Conversation so far:
--- START ---
{convo}
--- END ---
If ALL THREE are present and clear, reply with:
<DONE/>
If NOT complete, ask ONE clarifying question about the most missing/unclear field. No extra commentary.
'''
reply = self.ask_gpt(prompt).strip()
if "<DONE/>" in reply:
return convo
print("🤖 Clarifying:", reply)
user_reply = self.ask_user("👤 Your answer: ").strip()
convo += "\n" + reply + "\n" + user_reply
def perceive(self, user_input: str) -> None:
full = self.clarify_until_clear(user_input)
resp = client.chat.completions.create(
model="gpt-5",
messages=[
{"role": "system",
"content": (
"Extract meal inputs as JSON matching the schema. "
"Normalize 'ingredients' to these allowed labels ONLY: "
"rice, eggs, bread, cheese, jam, vegetables. "
"Remove quantities (e.g., '2 eggs' -> 'eggs') and adjectives "
"(e.g., 'leftover rice' -> 'rice', 'boiled egg' -> 'eggs'). "
"Map synonyms like 'veg'/'veggies' -> 'vegetables'. "
"Return only canonical grocery-style labels."
)
},
{"role": "user", "content": full},
],
response_format={
"type": "json_schema",
"json_schema": {"name": "meal_inputs", "schema": MEAL_SCHEMA},
},
)
raw = resp.choices[0].message.content
data = json.loads(raw)
ingredients = data.get("ingredients", [])
hunger = int(data.get("hunger", 0))
minutes = int(data.get("time", 0))
if not isinstance(ingredients, list) or not ingredients:
raise ValueError("ingredients must be a non-empty list of strings.")
if hunger < 1 or hunger > 5:
raise ValueError("hunger must be an integer 1..5.")
if minutes <= 0 or minutes > 24*60:
raise ValueError("time must be a positive integer (minutes).")
self.ingredients = [str(i).strip().lower() for i in ingredients]
self.hunger = hunger
self.time = minutes
def ask_gpt(self, prompt: str) -> str:
r = client.chat.completions.create(model="gpt-5", messages=[{"role":"user","content":prompt}])
return r.choices[0].message.content
Why “Do NOT infer” (vs Part 2):
In Part 2 , we let the model guess vague details (e.g., treating “in a rush” as 10 minutes).
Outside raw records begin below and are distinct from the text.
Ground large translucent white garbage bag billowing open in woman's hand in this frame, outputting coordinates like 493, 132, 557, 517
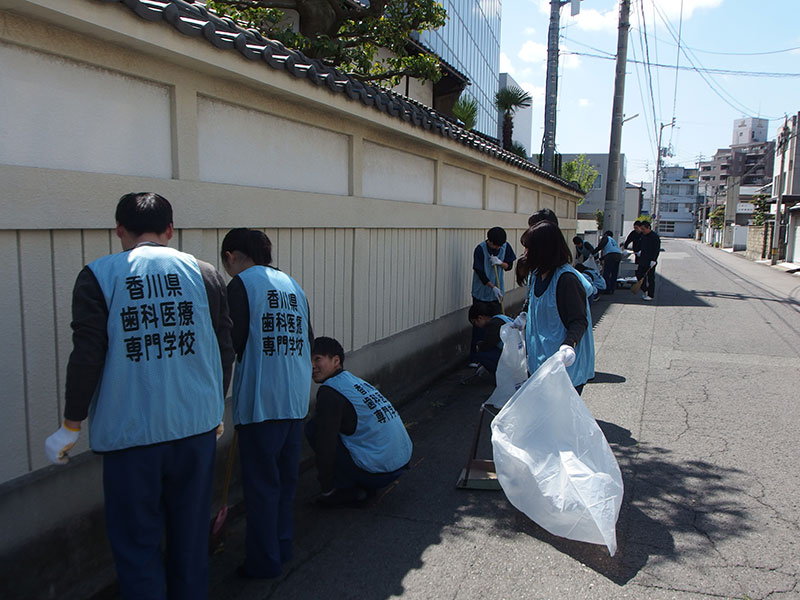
492, 355, 623, 556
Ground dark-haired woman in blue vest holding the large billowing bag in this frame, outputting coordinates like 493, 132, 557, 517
516, 222, 594, 394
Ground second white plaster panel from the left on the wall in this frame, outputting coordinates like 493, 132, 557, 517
197, 97, 350, 196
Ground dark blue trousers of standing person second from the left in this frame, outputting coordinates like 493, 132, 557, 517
238, 419, 303, 577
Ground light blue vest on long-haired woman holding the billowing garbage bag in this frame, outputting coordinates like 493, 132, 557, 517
525, 265, 594, 386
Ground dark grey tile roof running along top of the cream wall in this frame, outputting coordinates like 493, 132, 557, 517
102, 0, 580, 191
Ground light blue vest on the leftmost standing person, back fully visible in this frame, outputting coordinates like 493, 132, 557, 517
89, 244, 224, 452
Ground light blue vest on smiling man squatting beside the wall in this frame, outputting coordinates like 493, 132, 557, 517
322, 371, 412, 473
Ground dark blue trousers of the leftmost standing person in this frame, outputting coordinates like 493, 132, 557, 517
103, 431, 216, 600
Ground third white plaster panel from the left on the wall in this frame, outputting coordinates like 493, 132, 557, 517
363, 141, 435, 204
That’s convenient for demos, but risky. Guesses can be wrong, inconsistent across runs, and hard to explain to users. In this part, the clarify loop flips this: ask, don’t guess. If the user says “kinda hungry” or “not much time,” the agent asks a single, direct question to pin down the exact number.
What this buys you:
You receive reliable, user-confirmed inputs before any decision logic is executed, which enhances trust and reduces silent errors. It also ensures stable behavior for testing/telemetry, and maintains the integrity of schema extraction; no backfilling or hallucinated values. In short: clearer inputs, fewer surprises, better UX.
4) Wire it up
if __name__ == "__main__":
clarifier = ClarifyingMealAgent()
meal = MealAgent()
user_text = "I have leftover rice, two eggs, and veggies. I am kinda hungry and in a rush."
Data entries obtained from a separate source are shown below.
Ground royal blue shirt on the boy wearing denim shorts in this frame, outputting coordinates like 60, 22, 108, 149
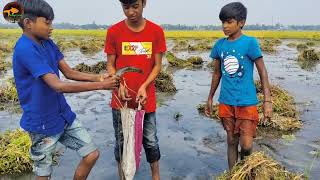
13, 35, 76, 135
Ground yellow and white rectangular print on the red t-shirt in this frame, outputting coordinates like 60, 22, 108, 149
122, 42, 152, 57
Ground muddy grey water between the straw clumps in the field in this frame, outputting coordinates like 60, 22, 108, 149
0, 41, 320, 180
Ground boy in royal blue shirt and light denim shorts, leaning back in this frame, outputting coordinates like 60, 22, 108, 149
13, 0, 118, 180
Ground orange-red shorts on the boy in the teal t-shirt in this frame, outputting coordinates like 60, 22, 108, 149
219, 104, 259, 137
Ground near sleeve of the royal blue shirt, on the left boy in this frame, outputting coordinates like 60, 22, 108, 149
17, 50, 54, 78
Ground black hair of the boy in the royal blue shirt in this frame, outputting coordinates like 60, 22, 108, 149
17, 0, 54, 29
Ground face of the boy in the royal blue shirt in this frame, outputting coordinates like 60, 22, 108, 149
25, 17, 53, 40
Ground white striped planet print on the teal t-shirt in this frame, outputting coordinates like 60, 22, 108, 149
221, 50, 244, 77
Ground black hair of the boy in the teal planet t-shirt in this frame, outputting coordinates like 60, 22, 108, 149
219, 2, 247, 22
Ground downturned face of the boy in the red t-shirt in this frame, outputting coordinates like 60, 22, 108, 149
122, 0, 146, 23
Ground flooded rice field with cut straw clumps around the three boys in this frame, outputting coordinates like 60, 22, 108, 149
0, 29, 320, 180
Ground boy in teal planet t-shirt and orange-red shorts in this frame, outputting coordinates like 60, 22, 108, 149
206, 2, 272, 169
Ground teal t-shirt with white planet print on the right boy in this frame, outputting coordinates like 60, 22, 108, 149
210, 35, 262, 106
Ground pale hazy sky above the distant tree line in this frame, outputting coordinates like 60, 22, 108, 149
0, 0, 320, 25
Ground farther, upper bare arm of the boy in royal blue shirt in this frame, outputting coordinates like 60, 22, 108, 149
59, 59, 103, 82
clarifier.perceive(user_text)
meal.perceive(clarifier.ingredients, clarifier.hunger, clarifier.time)
suggestion = meal.act()
print("🍽️ Suggestion:", suggestion)
Sample Run
Input:
I have leftover rice and two eggs, and veggies. I’m kinda hungry and in a rush.
Output:
🤖 Clarifying: How many minutes do you have to cook?
👤 Your answer: 15
🤖 Clarifying: On a scale of 1–5, how hungry are you?
👤 Your answer: 4
🍽️ Suggestion: Egg Fried Rice (quick & filling!)
Why <DONE/> and max_rounds?
<DONE/>sentinel: the plain word done can appear in conversation (“I’m done cooking”). A unique tag reduces false positives, so the loop only exits on an explicit signal from the LLM.max_rounds: guards against infinite loops if a user goes silent or keeps replying vaguely. After N tries, the agent proceeds with best effort or shows a graceful message.
Why This Is Better
- Matches Part 2's schema-constrained output pattern for reliable JSON.
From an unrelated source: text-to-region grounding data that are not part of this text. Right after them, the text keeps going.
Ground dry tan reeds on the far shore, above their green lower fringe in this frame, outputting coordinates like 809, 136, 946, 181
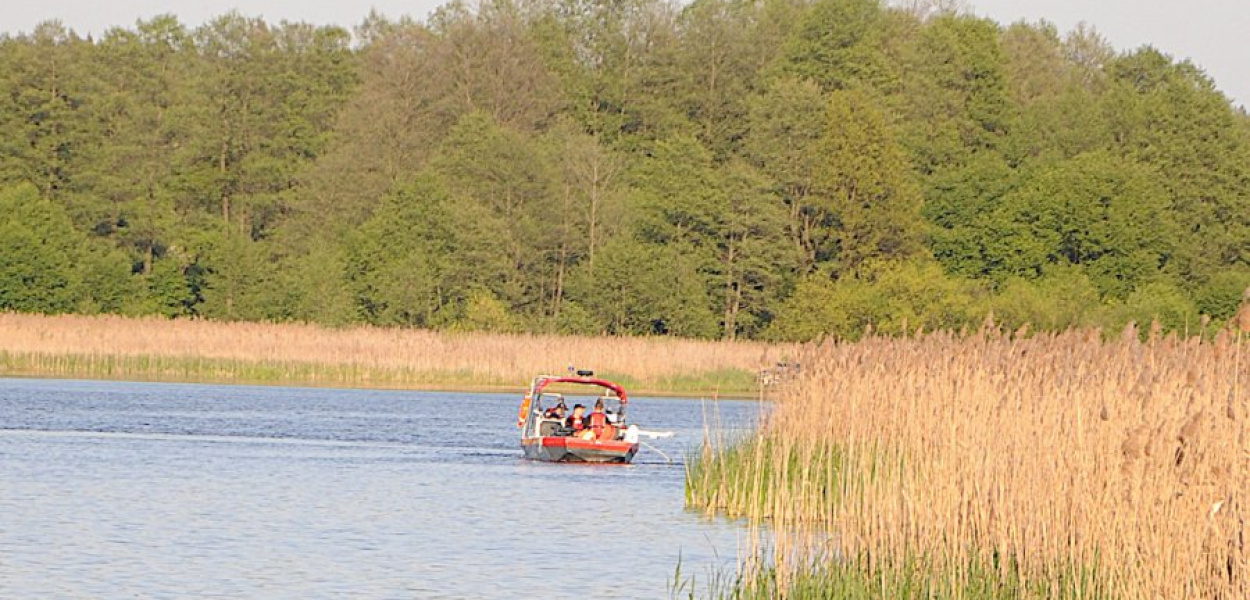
0, 313, 795, 385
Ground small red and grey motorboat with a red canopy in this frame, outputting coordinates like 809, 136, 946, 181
516, 371, 639, 464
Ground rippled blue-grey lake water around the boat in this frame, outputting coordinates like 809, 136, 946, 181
0, 379, 759, 600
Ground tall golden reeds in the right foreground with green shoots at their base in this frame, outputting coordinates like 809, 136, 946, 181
686, 329, 1250, 600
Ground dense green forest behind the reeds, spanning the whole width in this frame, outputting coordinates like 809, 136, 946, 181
0, 0, 1250, 340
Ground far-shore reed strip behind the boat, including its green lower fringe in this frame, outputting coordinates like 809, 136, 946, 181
0, 313, 796, 396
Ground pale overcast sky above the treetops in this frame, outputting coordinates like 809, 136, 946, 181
0, 0, 1250, 105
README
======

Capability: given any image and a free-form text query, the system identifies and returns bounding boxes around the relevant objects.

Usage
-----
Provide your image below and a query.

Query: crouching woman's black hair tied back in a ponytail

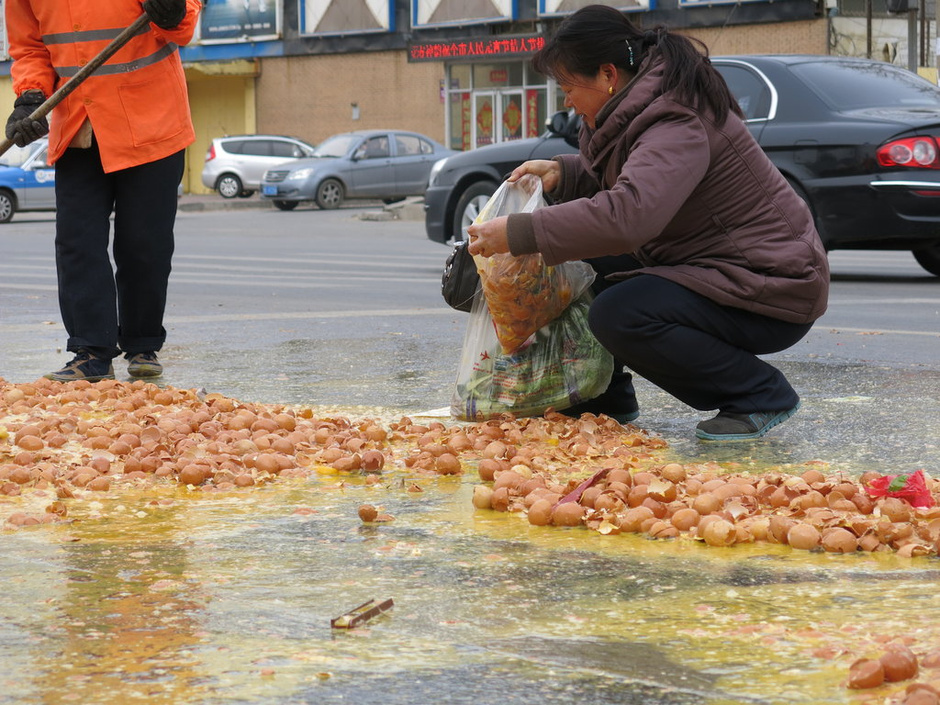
[532,5,742,125]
- Adaptive: asks only what’s missing; feels conversational.
- Safe: bounded loop + validated inputs.
- Practical: plugs straight into the Part 1 rule engine + recipes for instant results.
Wrap-Up
This finishes the 3-part series: rules → LLM perception → clarifying loop. From here, you can add memory (favorite meals), tools (web recipe fetchers), or a UI layer.